What About The Fourth State?
The three stages mentioned above are followed by a state of pure consciousness (turiya). Indeed, Turiya is the fourth state of consciousness, beyond the waking, dreaming, and deep sleep states. It is a state of pure awareness, in which the mind is totally still and silent. In this state, you are aware of your own true nature as pure consciousness. You are also aware of the absolute reality that underlies all of creation. Turiya is often referred to as a state of being, pure consciousness, or super-consciousness. It is a state of complete stillness and bliss. In Yoga Nidra practice, one remains in turiya while the body and mind are in a deep state of relaxation. This allows the practitioner to access higher states of consciousness and experience inner peace and joy.
How is Yoga Nidra Different from Meditation?

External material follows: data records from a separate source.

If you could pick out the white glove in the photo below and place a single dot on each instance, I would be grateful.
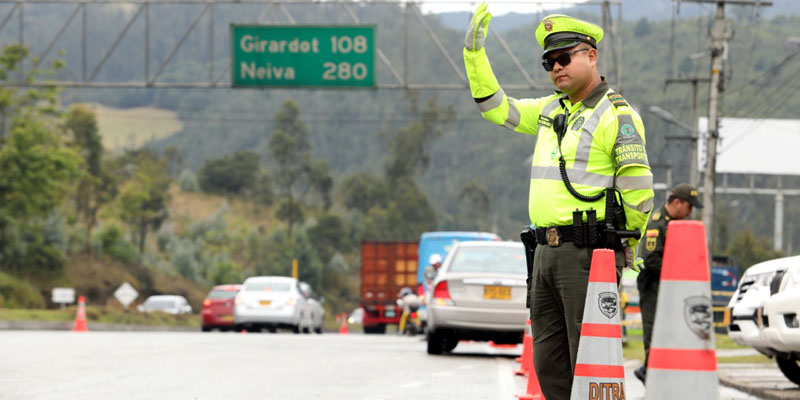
(478, 28)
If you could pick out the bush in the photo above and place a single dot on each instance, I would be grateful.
(16, 293)
(187, 182)
(111, 242)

In a typical meditation session, the mind remains awake and allows thoughts, feelings, images, and sensations to gently pass through the consciousness. Yoga Nidra, on the other hand, is a state of Yogic sleep in which the mind leaves the initial stages of meditation, goes beyond the dreaming state, and experiences deep sleep while still being awake. Yoga Nidra practice is different from meditation in a few ways. First, during Yoga Nidra, you remain aware of your surroundings and your body. You are also aware of your breath, but you don’t focus on it. Second, in meditation, you focus on one thing, whether it be your breath or a mantra, but in Yoga Nidra you let your mind wander. However, this doesn’t mean that you think about random things, but rather that you focus on the present moment without attachment.
What Is Yoga Nidra?
Yoga Nidra is a form of guided meditation that helps to relax the body and mind. The practice can be helpful in reducing stress, anxiety, and insomnia. It can also help to improve focus and concentration. The goal is to reach a state of complete relaxation, both physically and mentally. Many people find Yoga Nidra to be helpful in reducing anxiety, improving sleep, and promoting overall well-being.
What to Expect
Yoga Nidra practice creates an atmosphere of deep relaxation that provides positive results. There is no strain in lying down in bed or on the floor. Ultimately, the objective is to reach a state of complete relaxation, where the mind is free of distractions and the body is completely at ease. Practicing Yoga Nidra regularly can help to reduce stress, improve sleep, and increase feelings of well-being.
The Path of Yoga Nidra
A universal concept with an ancient history, Yoga Nidra practice is simply the “emptying” of the mind in order to open to greater consciousness. Although there are many roads in Yoga and many kinds of travel, there is only one destination – the deep sleep meditation that paves the way for states of bliss. Anyone can begin a Yoga Nidra practice, regardless of their level of experience with meditation. As a result, it is an easy way to relax the body and mind, while releasing any pent-up stress or tension.